Não pode comprar. Também não pode vender.
Diversas corretoras de valores bloquearam hoje a negociação de papéis de empresas que fizeram ofertas 476 recentemente por parte de investidores não-qualificados, aqueles com menos de R$ 1 milhão de patrimônio.
A determinação — que afetou empresas como a Vamos, Infracommerce e HBR Realty, todos IPOs sob a regra 476 — impediu milhares de pessoas físicas de operarem esses papéis no pregão de hoje, e vem num momento de tensão e correção de preços nos mercados globais.
As empresas emissoras — que não têm qualquer controle ou responsabilidade sobre quem compra e quem vende suas ações — foram inundadas por emails de pessoas físicas pedindo esclarecimentos.
Os investidores enviaram emails às empresas listadas perguntando se poderiam ou não comprar ações, porque haviam sido bloqueados pelas corretoras — e com as justificativas mais estapafúrdias, como “há uma regra nova da CVM” ou “tem algo a ver com bloqueio de BDRs.”
A decisão das corretoras de bloquear os negócios veio depois de conversas entre elas e a B3 nas quais a Bolsa disse haver identificado “bases inchadas” de investidores nas ofertas 476 — e pediu atenção ao cumprimento das regras.
A B3 disse ao Brazil Journal que é a Instrução 476 — e não normas da bolsa — que estabelece que os IPOs com esforços restritos são direcionados exclusivamente a investidores profissionais no momento da oferta, e a investidores qualificados nos 18 meses seguintes de negociação no mercado secundário.
Conforme definido no artigo 16 da Instrução, os intermediários (as corretoras) são responsáveis por essa verificação e controle.
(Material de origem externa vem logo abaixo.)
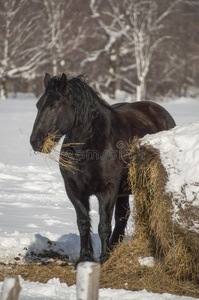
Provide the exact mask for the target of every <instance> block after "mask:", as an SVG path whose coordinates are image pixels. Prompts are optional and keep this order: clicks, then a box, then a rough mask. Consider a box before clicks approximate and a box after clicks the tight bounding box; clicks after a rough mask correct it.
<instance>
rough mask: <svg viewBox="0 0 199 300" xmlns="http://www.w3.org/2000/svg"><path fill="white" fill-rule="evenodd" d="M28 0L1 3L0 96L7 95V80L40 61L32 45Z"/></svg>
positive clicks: (32, 44)
mask: <svg viewBox="0 0 199 300" xmlns="http://www.w3.org/2000/svg"><path fill="white" fill-rule="evenodd" d="M29 3H30V2H29V1H28V0H21V1H18V0H8V1H7V0H1V1H0V8H1V9H0V19H1V21H0V23H1V34H0V36H1V43H0V45H1V46H0V47H1V51H0V97H1V98H5V97H6V96H7V80H8V78H10V77H14V76H18V75H19V74H21V73H23V72H28V71H30V70H31V71H32V70H33V69H35V68H36V66H37V64H39V63H40V62H41V58H42V55H43V53H42V51H39V48H40V47H42V45H40V47H37V45H36V44H35V43H34V41H35V40H34V38H33V37H34V34H35V32H36V31H37V29H38V27H37V15H36V14H33V12H32V10H31V9H29V8H30V6H29Z"/></svg>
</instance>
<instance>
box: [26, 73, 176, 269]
mask: <svg viewBox="0 0 199 300" xmlns="http://www.w3.org/2000/svg"><path fill="white" fill-rule="evenodd" d="M44 83H45V92H44V94H43V95H42V97H41V98H40V99H39V101H38V103H37V108H38V114H37V117H36V120H35V124H34V127H33V131H32V135H31V137H30V143H31V145H32V147H33V149H34V150H35V151H40V152H42V151H43V152H44V150H43V147H44V144H45V140H48V139H49V138H51V140H53V143H52V144H56V143H57V142H58V140H59V139H60V137H61V136H64V135H65V138H64V142H63V145H62V149H61V156H62V155H63V154H62V153H67V157H68V159H69V160H70V159H71V160H72V161H73V162H74V161H75V164H76V165H75V169H76V170H75V171H74V172H71V171H70V170H66V169H63V168H60V170H61V173H62V176H63V179H64V182H65V187H66V192H67V194H68V196H69V198H70V200H71V202H72V203H73V205H74V207H75V210H76V214H77V224H78V228H79V232H80V240H81V250H80V257H79V260H78V262H82V261H93V260H94V257H93V247H92V241H91V235H90V231H91V225H90V216H89V210H90V206H89V197H90V196H91V195H96V196H97V198H98V201H99V214H100V221H99V236H100V239H101V244H102V251H101V256H100V261H101V263H103V262H104V261H106V260H107V259H108V257H109V254H108V249H112V248H113V247H114V245H116V244H117V242H118V240H119V241H121V240H122V238H123V235H124V230H125V227H126V224H127V220H128V216H129V209H128V207H129V194H130V193H131V191H130V189H128V188H127V187H128V185H127V174H128V170H127V168H126V165H125V162H124V158H125V154H126V143H127V142H129V140H130V139H132V138H133V137H134V136H138V137H143V136H144V135H146V134H148V133H149V134H152V133H155V132H158V131H161V130H167V129H170V128H173V127H174V126H175V122H174V120H173V118H172V117H171V116H170V114H169V113H168V112H167V111H166V110H165V109H164V108H162V107H161V106H160V105H158V104H156V103H153V102H149V101H142V102H135V103H120V104H115V105H112V106H111V105H109V104H108V103H106V102H105V101H104V100H102V99H101V98H100V97H99V95H98V94H97V93H96V92H95V91H94V90H93V89H92V88H91V87H90V86H89V85H88V83H87V82H86V81H85V80H84V79H83V77H82V76H78V77H74V78H72V79H70V80H67V77H66V75H65V74H62V75H61V76H54V77H52V78H51V77H50V75H49V74H46V76H45V79H44ZM50 148H51V147H50ZM47 152H48V153H49V152H50V149H49V147H48V150H47ZM68 154H70V155H68ZM77 169H78V170H77ZM114 206H115V229H114V231H113V233H112V236H111V220H112V214H113V209H114Z"/></svg>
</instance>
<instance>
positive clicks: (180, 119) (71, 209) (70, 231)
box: [0, 96, 199, 300]
mask: <svg viewBox="0 0 199 300" xmlns="http://www.w3.org/2000/svg"><path fill="white" fill-rule="evenodd" d="M35 104H36V99H34V98H31V97H30V96H29V97H27V98H26V97H24V96H23V97H22V96H21V97H18V98H17V99H11V98H10V99H8V100H0V137H1V147H0V261H1V262H5V263H9V262H13V261H14V258H16V257H17V259H18V260H19V263H20V262H21V263H23V261H24V260H28V259H29V258H30V253H35V255H37V254H38V253H41V252H42V251H44V250H47V249H49V244H50V245H51V246H50V247H51V250H52V251H59V252H60V253H62V254H67V255H69V257H70V259H71V260H73V258H75V257H77V256H78V253H79V233H78V230H77V225H76V216H75V212H74V209H73V206H72V204H71V203H70V201H69V200H68V198H67V196H66V193H65V190H64V185H63V181H62V178H61V175H60V173H59V168H58V165H57V164H56V163H54V162H52V161H50V160H48V159H47V160H46V159H45V158H44V157H42V156H41V155H39V154H38V155H35V154H34V152H33V151H32V150H31V146H30V144H29V137H30V133H31V130H32V126H33V122H34V119H35V116H36V107H35ZM161 104H162V105H163V106H164V107H165V108H166V109H167V110H168V111H169V112H170V113H171V114H172V116H173V117H174V119H175V121H176V123H177V125H179V126H183V125H186V124H189V123H195V122H197V121H199V98H198V99H192V98H180V99H178V100H175V101H170V102H163V103H161ZM190 135H191V134H190ZM184 143H186V141H184ZM91 207H92V210H91V217H92V220H93V223H92V224H93V239H94V247H95V254H96V256H98V255H99V249H100V246H99V245H100V244H99V238H98V235H97V226H98V204H97V201H96V199H95V198H92V200H91ZM129 228H130V226H129ZM129 230H130V229H129ZM49 240H50V241H51V243H49ZM20 283H21V286H22V292H21V293H20V297H19V299H20V300H25V299H27V300H29V299H36V300H39V299H76V296H75V295H76V291H75V286H72V287H68V286H67V285H66V284H65V283H60V282H59V280H58V279H55V278H54V279H51V280H50V281H49V282H48V283H47V284H42V283H38V282H37V283H35V282H28V281H24V280H23V279H22V278H20ZM1 287H2V283H0V289H1ZM35 291H36V292H35ZM99 296H100V297H99V299H100V300H102V299H103V300H108V299H114V300H116V299H121V300H122V299H132V300H133V299H140V300H143V299H154V300H157V299H160V300H161V299H172V300H174V299H181V300H182V299H184V300H185V299H187V300H188V299H193V298H190V297H180V296H174V295H169V294H162V295H159V294H153V293H148V292H146V291H141V292H131V291H125V290H119V291H118V290H110V289H101V290H100V292H99Z"/></svg>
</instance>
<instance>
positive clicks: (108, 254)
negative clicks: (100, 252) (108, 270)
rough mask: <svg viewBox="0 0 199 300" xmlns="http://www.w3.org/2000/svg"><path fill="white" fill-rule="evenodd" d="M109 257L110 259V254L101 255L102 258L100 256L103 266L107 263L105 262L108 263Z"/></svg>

Apesar disso, algumas corretoras estavam permitindo ao investidor de varejo negociar essas ações.
Ainda que a responsabilidade pelo monitoramento dos CPFs seja das corretoras, participantes de mercado se perguntam por que a B3 demorou tanto a exigir o cumprimento da regra, e o que a fez agir agora.
O episódio deveria convidar os reguladores — CVM e B3 — a refletir sobre a lógica de impedir um investidor de varejo de comprar ou vender um papel por 18 meses depois de um IPO. Qual propósito está sendo servido para o avanço do mercado de capitais?
Uma oportunidade de corrigir isso está na reforma das regras para as ofertas públicas de ações, que está sob análise na CVM. O período de discussão com o mercado encerrou em julho, mas a autarquia ainda não publicou uma nova regulamentação.
Por ora, resta o problema prático da iliquidez gerada pelo próprio mercado no pequeno investidor brasileiro, que agora não consegue liquidez em papéis recém-comprados.
O chefe de compliance de uma corretora disse ao Brazil Journal que uma das possibilidades sendo estudadas é a corretora recomprar os papeis de quem quiser vender.
No final, todo mundo tem um pouco de culpa no cartório: a CVM por ter uma regra antiga, a B3 por ter dormido no ponto, e as corretoras por falhas de observância.
Mas quem paga o pato é o investidor — numa cultura de Bolsa que ainda está só engatinhando.